- The problem of “over-declaration”
- The problem of “submarine SEPs” and “blanket declaration”
- IPlytics data and approach to solving the “over-declaration”, the “blanket-declaration” and the “submarine SEP” problem.
- Measuring the likelihood of a patent’s essentiality
I. The problem of “over-declaration”
Standard setting organizations (SSOs) such as ETSI, IEEE, ITU-T, ISO, IEC and others maintain databases of declared standard essential patents (SEP). Patent owners disclose and list patents that are, in their own estimation, potentially essential for a given standard. The database of patent declarations therefore includes self-declared patents. The patent owner does not submit any evidence, as as claims charts, for instance, that would prove essentiality. Nor does the SSO or any third party conduct any essentiality tests that are made public in any declaration database. SSOs often encourage a timely declaration of even pending applications, where claims may still change upon granting. The purpose of patent declaration databases is not to provide an accurate list of verified SEPs but to ensure that any potentially essential patent is covered by the FRAND (Fair, Reasonable and Non-Discriminatory) commitment. Due to the nature and purpose of declaration databases only a small share of listed patents is essential to the standard. Studies estimate that approximately only 10-30% of all declared and granted patents are essential. Patent portfolio analysis of declared patents always then includes patents that are not mappable to the standard. This is especially problematic as the essentiality rate of declared patents differs across patent portfolios as some companies more thoroughly evaluate the patents, they declare than others. The so-called “over-declaration” problem makes it difficult to understand the actual number of verified SEPs a company owns for a given standard.
II. The problem of “submarine SEPs” and “blanket declaration”

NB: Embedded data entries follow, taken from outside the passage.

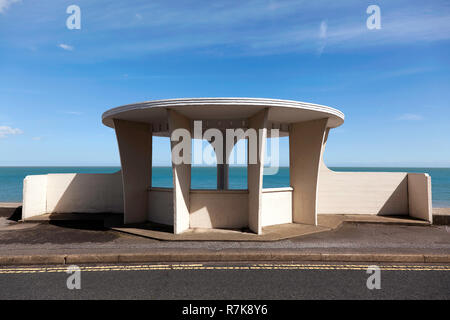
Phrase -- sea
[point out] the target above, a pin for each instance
(11, 178)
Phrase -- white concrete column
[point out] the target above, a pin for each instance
(135, 148)
(223, 169)
(255, 171)
(306, 143)
(181, 174)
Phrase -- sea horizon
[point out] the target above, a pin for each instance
(204, 177)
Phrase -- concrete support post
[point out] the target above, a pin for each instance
(306, 143)
(181, 172)
(255, 171)
(135, 148)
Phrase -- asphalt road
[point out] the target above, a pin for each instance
(227, 281)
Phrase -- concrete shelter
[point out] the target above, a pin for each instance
(314, 189)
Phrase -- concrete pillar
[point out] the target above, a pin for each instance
(181, 174)
(306, 143)
(255, 172)
(135, 148)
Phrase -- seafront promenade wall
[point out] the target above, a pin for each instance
(80, 193)
(378, 193)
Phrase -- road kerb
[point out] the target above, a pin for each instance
(219, 257)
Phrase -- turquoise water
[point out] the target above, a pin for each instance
(11, 178)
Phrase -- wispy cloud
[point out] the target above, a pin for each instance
(254, 27)
(65, 47)
(322, 36)
(6, 131)
(410, 117)
(5, 4)
(74, 113)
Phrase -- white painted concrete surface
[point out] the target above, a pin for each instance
(218, 208)
(72, 193)
(276, 206)
(34, 196)
(419, 196)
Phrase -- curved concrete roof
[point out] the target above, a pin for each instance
(280, 111)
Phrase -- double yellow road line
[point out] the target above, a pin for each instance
(266, 266)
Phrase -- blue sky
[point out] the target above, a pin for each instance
(392, 83)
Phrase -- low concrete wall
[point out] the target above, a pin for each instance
(419, 196)
(160, 205)
(218, 209)
(66, 193)
(276, 206)
(383, 193)
(34, 196)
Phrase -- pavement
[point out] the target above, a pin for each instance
(66, 242)
(230, 281)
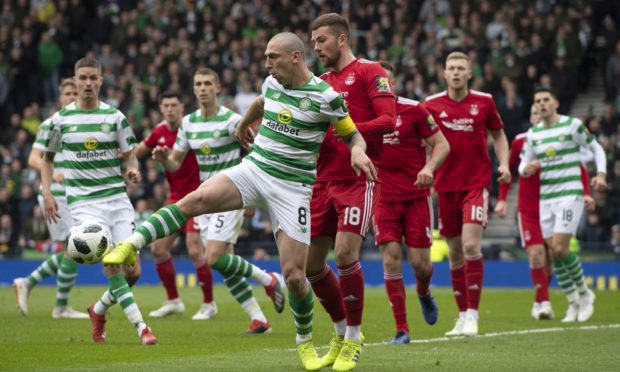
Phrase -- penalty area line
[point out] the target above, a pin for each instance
(495, 334)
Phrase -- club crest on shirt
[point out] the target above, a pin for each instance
(305, 104)
(383, 84)
(349, 79)
(285, 116)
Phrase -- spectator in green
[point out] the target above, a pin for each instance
(49, 58)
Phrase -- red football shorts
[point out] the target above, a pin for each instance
(411, 219)
(345, 206)
(529, 229)
(461, 207)
(190, 225)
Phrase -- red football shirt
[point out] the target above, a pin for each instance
(186, 179)
(529, 187)
(404, 151)
(464, 124)
(358, 83)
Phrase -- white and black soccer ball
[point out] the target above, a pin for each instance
(88, 242)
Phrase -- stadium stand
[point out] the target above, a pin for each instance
(147, 47)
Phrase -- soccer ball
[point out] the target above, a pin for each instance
(88, 242)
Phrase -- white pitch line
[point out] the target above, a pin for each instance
(496, 334)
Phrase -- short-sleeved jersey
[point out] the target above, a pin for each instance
(529, 187)
(40, 142)
(294, 123)
(211, 139)
(404, 151)
(358, 83)
(90, 142)
(186, 178)
(464, 124)
(556, 147)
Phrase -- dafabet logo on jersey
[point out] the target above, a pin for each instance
(285, 116)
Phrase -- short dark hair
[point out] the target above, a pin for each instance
(387, 66)
(337, 23)
(546, 90)
(88, 62)
(168, 94)
(208, 71)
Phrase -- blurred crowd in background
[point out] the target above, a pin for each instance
(148, 46)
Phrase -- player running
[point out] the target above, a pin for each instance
(209, 134)
(343, 202)
(59, 263)
(91, 134)
(183, 181)
(529, 224)
(464, 117)
(406, 207)
(296, 109)
(552, 146)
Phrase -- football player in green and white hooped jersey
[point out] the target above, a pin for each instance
(59, 263)
(296, 108)
(553, 147)
(210, 133)
(91, 135)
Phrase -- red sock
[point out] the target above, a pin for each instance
(327, 290)
(167, 275)
(423, 284)
(541, 284)
(395, 289)
(205, 280)
(352, 288)
(474, 272)
(459, 288)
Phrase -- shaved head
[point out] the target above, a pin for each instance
(289, 42)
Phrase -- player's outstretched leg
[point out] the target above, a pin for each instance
(65, 280)
(23, 286)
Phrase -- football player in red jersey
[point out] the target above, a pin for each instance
(405, 206)
(181, 183)
(464, 117)
(529, 223)
(343, 202)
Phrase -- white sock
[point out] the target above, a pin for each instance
(340, 327)
(354, 333)
(472, 312)
(252, 308)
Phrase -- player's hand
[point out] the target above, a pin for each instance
(50, 208)
(59, 177)
(245, 136)
(589, 202)
(249, 212)
(501, 209)
(424, 179)
(531, 168)
(599, 183)
(160, 153)
(360, 162)
(134, 175)
(504, 174)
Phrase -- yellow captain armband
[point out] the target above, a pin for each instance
(345, 126)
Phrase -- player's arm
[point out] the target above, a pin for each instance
(440, 150)
(132, 166)
(385, 122)
(500, 145)
(360, 162)
(244, 133)
(171, 161)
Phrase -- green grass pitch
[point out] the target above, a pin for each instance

Some Standard Setting Organizations (SSOs) such as IEEE (Wi-Fi generations) or ITU-T (AVC, HEVC, VVC) and others allow the submission of so called “blanket declaration”. Blanket declarations are statements by a company that owns patents that are potentially essential for a given standard without listing the specific patent numbers. Typically, the declaring company commits to license any patent in its portfolio essential to the standard under FRAND. Legally this commitment is more far reaching than specific declarations as the commitments say that any SEP the company owns will be licensed under FRAND as it does not depend on single patent numbers being declared. However, one blanket declaration by a company may include only a few SEPs, hundreds of SEPs or thousands of SEPs and there is no transparency about the actual portfolio size. The so-called “blanket-declaration” problem makes it difficult to understand the actual number of verified SEPs a company owns for a given standard. In addition, declaring specific patents is a challenge for the patent owner as it is time consuming to crawl through a large portfolio to identify all potential SEPs. Some companies therefore do not declare all their patents and so called “submarine SEPs” are not disclosed.

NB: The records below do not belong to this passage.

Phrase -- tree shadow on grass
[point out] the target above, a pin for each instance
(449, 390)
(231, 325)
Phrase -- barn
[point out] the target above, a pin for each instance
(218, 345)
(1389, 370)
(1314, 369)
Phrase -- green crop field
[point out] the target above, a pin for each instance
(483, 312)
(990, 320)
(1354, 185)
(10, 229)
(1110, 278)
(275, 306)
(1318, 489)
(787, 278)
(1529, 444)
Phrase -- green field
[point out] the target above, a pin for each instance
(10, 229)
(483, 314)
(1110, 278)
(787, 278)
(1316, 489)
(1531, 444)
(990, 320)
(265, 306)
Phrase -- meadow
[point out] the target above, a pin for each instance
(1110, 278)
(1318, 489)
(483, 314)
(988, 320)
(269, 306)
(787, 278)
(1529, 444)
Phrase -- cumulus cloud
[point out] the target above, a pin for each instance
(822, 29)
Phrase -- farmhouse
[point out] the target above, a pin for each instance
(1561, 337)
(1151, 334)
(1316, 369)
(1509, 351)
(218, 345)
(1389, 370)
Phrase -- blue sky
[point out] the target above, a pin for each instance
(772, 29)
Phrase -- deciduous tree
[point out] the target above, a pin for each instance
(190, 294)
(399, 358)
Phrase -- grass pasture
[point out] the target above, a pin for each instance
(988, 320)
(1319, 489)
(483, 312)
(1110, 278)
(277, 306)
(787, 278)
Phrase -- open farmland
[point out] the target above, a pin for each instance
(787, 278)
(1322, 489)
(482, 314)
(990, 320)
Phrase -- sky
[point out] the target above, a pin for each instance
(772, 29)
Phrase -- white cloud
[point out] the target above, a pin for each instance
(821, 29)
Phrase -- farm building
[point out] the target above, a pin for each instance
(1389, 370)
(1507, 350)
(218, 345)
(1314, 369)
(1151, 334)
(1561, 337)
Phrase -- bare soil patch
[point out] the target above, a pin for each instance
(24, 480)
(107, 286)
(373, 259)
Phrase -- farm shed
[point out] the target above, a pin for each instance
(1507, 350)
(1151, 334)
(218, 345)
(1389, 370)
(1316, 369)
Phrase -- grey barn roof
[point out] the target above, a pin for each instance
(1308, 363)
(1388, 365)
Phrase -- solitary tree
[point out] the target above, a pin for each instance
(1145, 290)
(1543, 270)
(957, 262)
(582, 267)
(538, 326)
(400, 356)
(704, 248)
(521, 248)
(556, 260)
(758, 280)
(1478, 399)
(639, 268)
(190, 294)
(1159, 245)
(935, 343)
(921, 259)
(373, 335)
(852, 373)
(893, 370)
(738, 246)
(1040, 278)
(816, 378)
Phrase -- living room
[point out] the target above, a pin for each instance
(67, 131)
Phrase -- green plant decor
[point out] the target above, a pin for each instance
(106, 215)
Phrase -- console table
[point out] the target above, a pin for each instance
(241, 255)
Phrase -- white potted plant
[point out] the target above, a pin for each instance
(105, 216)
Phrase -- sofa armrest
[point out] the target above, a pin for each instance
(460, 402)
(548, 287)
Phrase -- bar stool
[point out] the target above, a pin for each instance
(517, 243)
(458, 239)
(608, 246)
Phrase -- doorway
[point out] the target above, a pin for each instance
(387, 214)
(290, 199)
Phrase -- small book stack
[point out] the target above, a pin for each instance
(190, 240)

III. IPlytics data and approach to solving the “over-declaration”, the “blanket-declaration” and the “submarine SEP” problem.
IPlytics gathers data from standard setting organizations such as meeting minutes, working group participation, standards contributions, standard meeting attendance as well as data from worldwide submissions of declared SEPs. In this regard IPlytics maintains and indexes a database with over 120 million worldwide filed patents, 4 million worldwide ratified standards documents, 1,5 million standards contributions and meeting minutes and over 300,000 declared standard essential patents (see figure 1). IPlytics compares inventor names, applicant/assignee names, CPC/IPC classifications as well as patent and nonpatent citations with the full text standard and contribution data. Furthermore, standards’ sections are semantically compared to patent claims. All patent documents in the IPlytics database are full text indexed (title, abstract, claims and descriptions) and if not originally in English then machine translated to English.

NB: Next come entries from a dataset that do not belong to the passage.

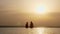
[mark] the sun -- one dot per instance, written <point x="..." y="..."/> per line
<point x="40" y="10"/>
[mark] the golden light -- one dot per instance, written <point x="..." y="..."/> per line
<point x="40" y="10"/>
<point x="41" y="30"/>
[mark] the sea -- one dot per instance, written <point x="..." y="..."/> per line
<point x="23" y="30"/>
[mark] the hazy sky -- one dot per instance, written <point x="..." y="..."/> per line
<point x="17" y="12"/>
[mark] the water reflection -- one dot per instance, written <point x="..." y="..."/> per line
<point x="40" y="30"/>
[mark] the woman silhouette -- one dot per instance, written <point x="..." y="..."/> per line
<point x="31" y="24"/>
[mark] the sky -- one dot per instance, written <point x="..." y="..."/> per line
<point x="41" y="12"/>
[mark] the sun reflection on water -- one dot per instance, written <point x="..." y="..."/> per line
<point x="40" y="30"/>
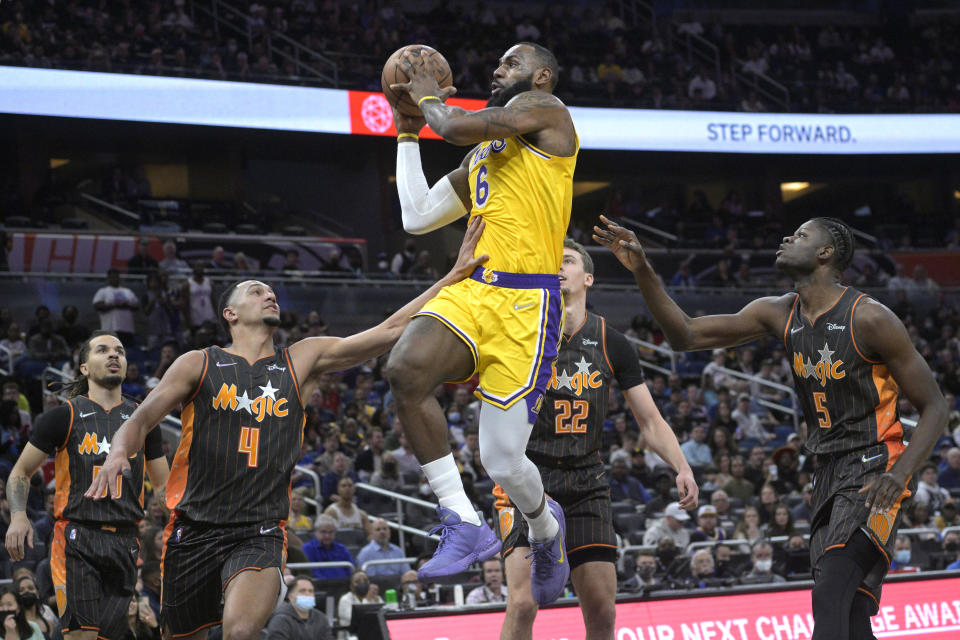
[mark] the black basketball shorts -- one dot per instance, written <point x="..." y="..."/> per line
<point x="200" y="559"/>
<point x="584" y="494"/>
<point x="94" y="571"/>
<point x="839" y="510"/>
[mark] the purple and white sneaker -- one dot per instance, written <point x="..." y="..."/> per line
<point x="461" y="545"/>
<point x="550" y="569"/>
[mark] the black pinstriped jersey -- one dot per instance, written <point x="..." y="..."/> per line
<point x="570" y="424"/>
<point x="80" y="432"/>
<point x="241" y="439"/>
<point x="849" y="401"/>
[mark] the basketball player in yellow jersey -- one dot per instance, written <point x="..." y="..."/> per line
<point x="505" y="321"/>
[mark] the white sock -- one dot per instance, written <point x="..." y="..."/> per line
<point x="544" y="527"/>
<point x="444" y="479"/>
<point x="503" y="441"/>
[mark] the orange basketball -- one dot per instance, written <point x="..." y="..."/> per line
<point x="393" y="73"/>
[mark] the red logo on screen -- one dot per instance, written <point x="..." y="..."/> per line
<point x="376" y="114"/>
<point x="370" y="114"/>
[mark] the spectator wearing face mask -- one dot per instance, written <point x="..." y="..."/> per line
<point x="15" y="624"/>
<point x="646" y="569"/>
<point x="903" y="560"/>
<point x="762" y="571"/>
<point x="361" y="592"/>
<point x="298" y="618"/>
<point x="34" y="609"/>
<point x="951" y="544"/>
<point x="413" y="593"/>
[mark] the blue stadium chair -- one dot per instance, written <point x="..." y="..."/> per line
<point x="783" y="431"/>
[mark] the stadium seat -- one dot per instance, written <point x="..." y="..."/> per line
<point x="636" y="537"/>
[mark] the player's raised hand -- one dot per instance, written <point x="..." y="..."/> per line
<point x="408" y="124"/>
<point x="20" y="529"/>
<point x="105" y="483"/>
<point x="622" y="242"/>
<point x="422" y="81"/>
<point x="466" y="261"/>
<point x="687" y="490"/>
<point x="883" y="491"/>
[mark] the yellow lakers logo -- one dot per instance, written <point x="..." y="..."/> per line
<point x="267" y="404"/>
<point x="582" y="379"/>
<point x="506" y="522"/>
<point x="825" y="369"/>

IV. Measuring the likelihood of a patent’s essentiality
1. Linguistic standard section to patent claim analysis
IPlytics works with technical experts that have many years’ experience in the technology space. These experts are either members of the 3GPP/IEEE/HEVC/VVC working groups, patent attorneys (US or EP) or technical consultants with an engineering background in the specific domain. The selected experts conduct a linguistic analysis of the standard section and compare the technical description with selected patent claims on a given sample of claim chart analysis (figure 2). A training dataset of manually created claim charts functions as the input parameters for the semantic LSI algorithm. Here independent claims are semantically compared to standards sections.
2. Latent Semantic Indexing
IPlytics makes use of semantic similarity comparisons of patent claims and standard TS sections. TS documents are often split into hundreds of sections to ensure the algorithms isolates the claim language to compare to the TS sections only. The semantic LSI model is trained with the linguistic input of experts as the language of patent attorneys drafting claims and 3GPP engineers writing specifications differs. A training data set of actual claim charts provides linguistic examples of essential and non-essential patent claims and technical specification section combinations. The model used for this approach is the LSI model following a 5-step approach:
1. We use the different sections of each standard to compare against worldwide patent claims for the textual input of the similarity analysis.
2. We create a word vector matrix (term-document matrix) where each row corresponds to a term (of the documents of interest), and each column corresponds to a document. Each element (m,n) in the matrix corresponds to the frequency that the term m occurs in document n. We apply Log Entropy for local and global term weighting.
3. Singular value composition (SVD) is used to reduce this matrix to a product of three matrices, one of which has non-zero values (the singular values) only on the diagonal.
4. Dimensionality is reduced by deleting all but the k largest values on this diagonal, together with the corresponding columns in the other two matrices. This truncation process is used to generate a k-dimensional vector space. Both terms and documents are represented by kdimensional vectors in this vector space.
5. The relatedness of any two objects represented in the space is reflected by the proximity of their representation vectors, in our case a cosine measure. The LSI model produces semantic similarity scores for each patent claim and technical specification section combination. Scores are presented in percentages of similarities. If a declaration does not declare a TS version, the latest TS version is used. For each patent standard combination, the algorithm identifies the claim section combination with the highest semantic overlap.